Charles Rodney Chandler estava no Brasil como estudante, num dos programas de intercâmbio que prosseguem até hoje entre as escolas militares brasileiras e americanas. Esse estudante foi assassinado a sangue-frio, diante dos olhos de sua esposa e de seu filho, e o dirigente da quadrilha que fez isso, depois de confessar o crime ante uma platéia que o aplaudia por esse feito macabro, se diz "caluniado" quando suas próprias palavras são levadas a sério.
Até hoje Todd Chandler pergunta: "Por que levaram meu pai? Por que destruíram uma família?" A única resposta, sr. Chandler, é que à mentalidade revolucionária tudo é permitido: mentir, trapacear, matar, caluniar as vítimas e depois ainda se fazer de coitadinha, principalmente se com base nisto pode colher alguma vantagem publicitária ou financeira.

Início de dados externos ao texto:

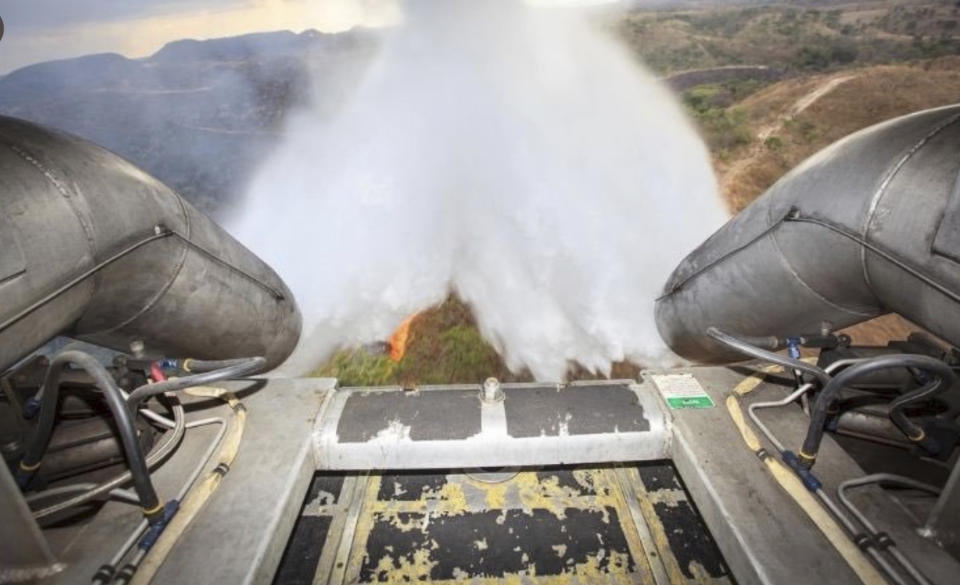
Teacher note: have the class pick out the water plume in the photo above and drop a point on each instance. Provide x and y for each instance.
(514, 154)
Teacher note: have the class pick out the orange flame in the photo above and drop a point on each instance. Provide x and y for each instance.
(398, 341)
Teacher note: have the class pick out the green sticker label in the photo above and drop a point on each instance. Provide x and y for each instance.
(682, 391)
(695, 402)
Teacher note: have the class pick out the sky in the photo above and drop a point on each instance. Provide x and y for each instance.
(41, 30)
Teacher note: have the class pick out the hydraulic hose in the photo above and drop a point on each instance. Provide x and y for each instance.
(198, 496)
(158, 454)
(791, 484)
(912, 430)
(152, 508)
(762, 354)
(105, 574)
(880, 537)
(818, 416)
(195, 366)
(234, 369)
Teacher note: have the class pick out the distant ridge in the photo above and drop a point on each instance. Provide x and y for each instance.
(197, 114)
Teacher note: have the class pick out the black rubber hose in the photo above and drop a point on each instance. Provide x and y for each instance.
(911, 429)
(756, 352)
(818, 416)
(118, 407)
(238, 368)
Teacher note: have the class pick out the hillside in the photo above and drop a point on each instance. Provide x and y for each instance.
(199, 115)
(767, 83)
(794, 37)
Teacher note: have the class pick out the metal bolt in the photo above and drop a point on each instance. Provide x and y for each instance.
(491, 392)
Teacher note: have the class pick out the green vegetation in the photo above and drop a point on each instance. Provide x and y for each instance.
(445, 347)
(793, 39)
(723, 128)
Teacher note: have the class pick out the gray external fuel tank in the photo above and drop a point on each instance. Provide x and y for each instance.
(869, 225)
(95, 248)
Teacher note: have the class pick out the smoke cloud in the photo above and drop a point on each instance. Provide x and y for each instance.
(514, 154)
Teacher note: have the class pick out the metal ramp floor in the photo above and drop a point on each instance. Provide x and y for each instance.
(623, 524)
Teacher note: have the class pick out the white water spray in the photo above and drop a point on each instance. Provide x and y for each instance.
(516, 155)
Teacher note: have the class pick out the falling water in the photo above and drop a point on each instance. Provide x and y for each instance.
(515, 154)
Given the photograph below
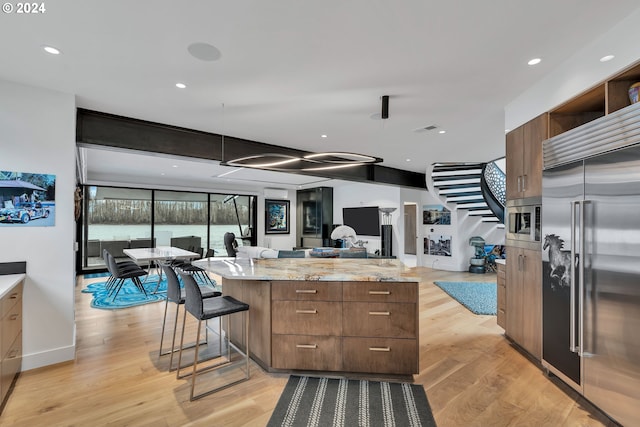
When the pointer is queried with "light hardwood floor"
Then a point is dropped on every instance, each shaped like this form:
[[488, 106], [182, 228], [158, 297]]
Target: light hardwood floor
[[472, 376]]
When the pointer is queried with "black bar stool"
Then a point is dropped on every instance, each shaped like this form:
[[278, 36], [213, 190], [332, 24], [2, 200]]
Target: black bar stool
[[177, 295], [210, 308]]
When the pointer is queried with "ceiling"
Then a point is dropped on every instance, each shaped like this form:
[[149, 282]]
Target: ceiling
[[291, 71]]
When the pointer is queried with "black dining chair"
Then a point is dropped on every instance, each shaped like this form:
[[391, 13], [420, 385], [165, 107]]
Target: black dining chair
[[210, 308], [176, 294], [230, 244], [120, 273]]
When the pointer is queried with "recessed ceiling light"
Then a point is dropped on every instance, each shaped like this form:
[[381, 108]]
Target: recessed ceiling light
[[52, 50]]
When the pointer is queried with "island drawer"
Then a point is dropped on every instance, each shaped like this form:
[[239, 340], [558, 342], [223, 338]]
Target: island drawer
[[11, 299], [380, 355], [310, 352], [306, 290], [306, 318], [11, 328], [363, 319], [380, 291]]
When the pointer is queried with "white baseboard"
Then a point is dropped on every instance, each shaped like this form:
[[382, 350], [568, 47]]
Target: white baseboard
[[49, 357]]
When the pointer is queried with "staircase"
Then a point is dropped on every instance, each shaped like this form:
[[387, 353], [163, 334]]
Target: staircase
[[478, 188]]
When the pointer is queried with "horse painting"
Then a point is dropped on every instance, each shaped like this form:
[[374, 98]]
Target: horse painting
[[559, 260]]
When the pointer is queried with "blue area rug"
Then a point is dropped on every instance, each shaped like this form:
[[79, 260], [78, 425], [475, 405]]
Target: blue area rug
[[94, 275], [478, 297], [129, 295]]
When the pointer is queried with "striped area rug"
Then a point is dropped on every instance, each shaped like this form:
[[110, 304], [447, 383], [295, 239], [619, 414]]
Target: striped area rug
[[308, 401]]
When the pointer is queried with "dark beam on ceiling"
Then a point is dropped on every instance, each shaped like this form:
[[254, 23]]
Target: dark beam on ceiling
[[109, 130]]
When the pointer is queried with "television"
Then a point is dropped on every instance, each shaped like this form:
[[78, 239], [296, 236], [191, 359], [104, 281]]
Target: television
[[365, 220]]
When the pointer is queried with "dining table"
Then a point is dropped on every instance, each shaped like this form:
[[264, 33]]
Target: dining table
[[161, 255]]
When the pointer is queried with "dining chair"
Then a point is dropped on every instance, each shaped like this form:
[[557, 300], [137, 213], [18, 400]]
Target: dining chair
[[120, 273], [230, 244], [209, 308], [176, 295]]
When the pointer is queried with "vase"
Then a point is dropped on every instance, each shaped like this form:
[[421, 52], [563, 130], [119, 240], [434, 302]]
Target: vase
[[634, 89]]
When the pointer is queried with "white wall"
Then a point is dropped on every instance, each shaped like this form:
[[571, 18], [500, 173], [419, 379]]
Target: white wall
[[37, 134], [351, 194], [581, 71]]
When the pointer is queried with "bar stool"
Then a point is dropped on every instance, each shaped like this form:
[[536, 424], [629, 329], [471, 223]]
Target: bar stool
[[210, 308], [177, 295]]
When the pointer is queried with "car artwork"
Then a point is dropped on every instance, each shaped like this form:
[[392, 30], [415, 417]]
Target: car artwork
[[23, 212]]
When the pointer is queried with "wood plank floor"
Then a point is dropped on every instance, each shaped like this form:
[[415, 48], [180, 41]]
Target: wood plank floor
[[472, 376]]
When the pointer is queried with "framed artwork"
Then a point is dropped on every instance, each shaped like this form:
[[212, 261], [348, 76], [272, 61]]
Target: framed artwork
[[277, 216], [310, 220], [436, 214], [27, 199], [438, 245]]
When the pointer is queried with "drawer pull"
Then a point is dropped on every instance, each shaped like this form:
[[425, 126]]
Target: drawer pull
[[312, 346]]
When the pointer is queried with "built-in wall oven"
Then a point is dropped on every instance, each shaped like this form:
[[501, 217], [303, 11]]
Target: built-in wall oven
[[523, 223]]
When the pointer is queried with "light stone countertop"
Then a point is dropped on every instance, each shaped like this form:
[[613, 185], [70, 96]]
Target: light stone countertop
[[8, 281], [311, 269]]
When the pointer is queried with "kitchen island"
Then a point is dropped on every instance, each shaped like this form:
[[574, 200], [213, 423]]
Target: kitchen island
[[338, 315]]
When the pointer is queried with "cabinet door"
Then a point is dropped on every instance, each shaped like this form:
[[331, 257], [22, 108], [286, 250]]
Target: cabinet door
[[532, 302], [535, 132], [513, 284], [515, 154]]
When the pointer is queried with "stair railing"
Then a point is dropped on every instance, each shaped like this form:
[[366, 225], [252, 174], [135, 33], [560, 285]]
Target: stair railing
[[493, 184]]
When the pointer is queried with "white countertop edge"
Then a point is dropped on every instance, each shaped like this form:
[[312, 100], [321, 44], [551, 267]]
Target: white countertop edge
[[8, 282]]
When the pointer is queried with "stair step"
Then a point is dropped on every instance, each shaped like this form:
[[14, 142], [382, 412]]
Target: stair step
[[439, 167], [472, 206], [457, 172], [483, 212], [472, 186], [465, 197], [456, 177]]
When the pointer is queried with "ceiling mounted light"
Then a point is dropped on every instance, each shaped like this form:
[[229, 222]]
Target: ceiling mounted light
[[52, 50], [385, 107], [307, 163]]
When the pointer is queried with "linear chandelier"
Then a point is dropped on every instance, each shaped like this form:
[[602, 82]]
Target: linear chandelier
[[307, 163]]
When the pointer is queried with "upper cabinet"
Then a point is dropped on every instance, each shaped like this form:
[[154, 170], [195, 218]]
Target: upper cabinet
[[605, 98], [524, 158]]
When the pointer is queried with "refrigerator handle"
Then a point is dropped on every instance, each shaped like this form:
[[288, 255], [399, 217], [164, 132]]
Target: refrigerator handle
[[572, 290], [580, 261]]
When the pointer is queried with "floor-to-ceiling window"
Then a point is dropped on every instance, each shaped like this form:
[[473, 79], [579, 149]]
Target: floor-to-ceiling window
[[231, 213], [119, 218], [115, 217], [180, 219]]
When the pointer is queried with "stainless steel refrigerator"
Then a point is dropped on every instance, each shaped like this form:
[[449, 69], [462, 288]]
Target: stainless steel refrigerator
[[591, 262]]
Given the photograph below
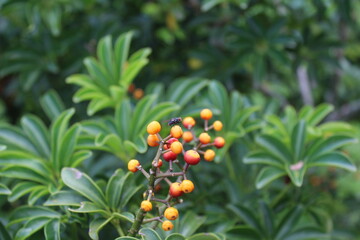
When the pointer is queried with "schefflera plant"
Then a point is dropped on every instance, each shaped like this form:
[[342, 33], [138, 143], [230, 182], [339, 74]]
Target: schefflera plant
[[110, 74], [291, 145], [170, 149]]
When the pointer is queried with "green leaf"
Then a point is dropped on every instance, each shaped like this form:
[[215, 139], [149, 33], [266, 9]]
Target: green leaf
[[4, 234], [22, 173], [37, 133], [159, 111], [320, 113], [175, 236], [96, 225], [64, 198], [83, 184], [130, 72], [121, 49], [67, 145], [334, 159], [288, 222], [298, 136], [204, 236], [275, 147], [190, 223], [246, 215], [31, 227], [21, 189], [24, 213], [58, 130], [149, 234], [126, 216], [98, 73], [36, 194], [267, 175], [4, 190], [114, 188], [336, 128], [52, 230], [268, 218], [123, 115], [14, 137], [307, 233], [297, 175], [89, 207], [51, 104], [24, 160], [243, 232], [139, 114], [128, 194], [219, 97], [105, 55], [126, 238], [262, 158], [78, 157], [329, 144]]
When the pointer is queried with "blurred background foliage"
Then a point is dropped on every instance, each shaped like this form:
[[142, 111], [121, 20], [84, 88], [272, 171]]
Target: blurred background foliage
[[295, 51], [274, 52]]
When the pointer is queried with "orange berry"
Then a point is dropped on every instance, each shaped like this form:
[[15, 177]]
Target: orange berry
[[169, 156], [209, 155], [176, 131], [192, 157], [138, 93], [153, 128], [218, 125], [187, 186], [146, 205], [169, 142], [204, 138], [131, 88], [153, 140], [187, 136], [189, 122], [157, 188], [219, 142], [171, 213], [132, 164], [206, 114], [176, 147], [167, 225], [175, 190]]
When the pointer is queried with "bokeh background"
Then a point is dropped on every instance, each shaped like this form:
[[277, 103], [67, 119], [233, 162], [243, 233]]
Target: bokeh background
[[276, 52]]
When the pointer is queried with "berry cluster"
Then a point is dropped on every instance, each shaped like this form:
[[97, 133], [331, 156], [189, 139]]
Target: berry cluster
[[173, 149]]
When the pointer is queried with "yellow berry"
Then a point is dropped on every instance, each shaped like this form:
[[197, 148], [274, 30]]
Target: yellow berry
[[153, 140], [187, 186], [218, 125], [209, 155], [132, 164], [219, 142], [187, 136], [176, 131], [189, 122], [176, 147], [153, 128], [146, 205], [206, 114], [175, 190], [171, 213], [204, 138], [138, 93], [192, 157], [167, 225]]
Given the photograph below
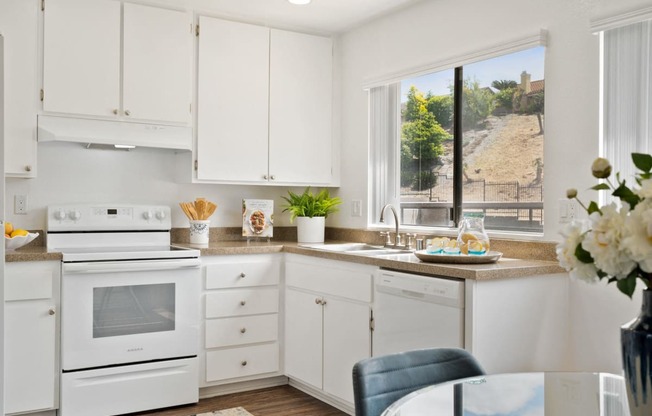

Sob este último aspecto, convém lembrar que um dos participantes do assassinato do capitão, Diógenes José de Carvalho, que mais tarde se tornaria ainda mais tristemente célebre com o apelido de "Diógenes do PT" quando de seu envolvimento num escandaloso caso de corrupção em 2002, foi o mesmo que em 20 de março de 1968 jogou uma bomba na biblioteca do consulado dos EUA em São Paulo, arrancando a perna de um transeunte inocente, Orlando Lovecchio Filho.
Recentemente, o criminoso recebeu uma indenização de aproximadamente US$ 200 mil do governo, como ex-prisioneiro político, ao passo que Lovecchio jamais recebeu indenização nenhuma. Por esses detalhes, sr. Chandler, o senhor pode imaginar que tipo de pessoas a sra. Condoleezza Rice, durante sua viagem ao Brasil, disse considerar parceiras leais dos EUA na guerra contra o terrorismo.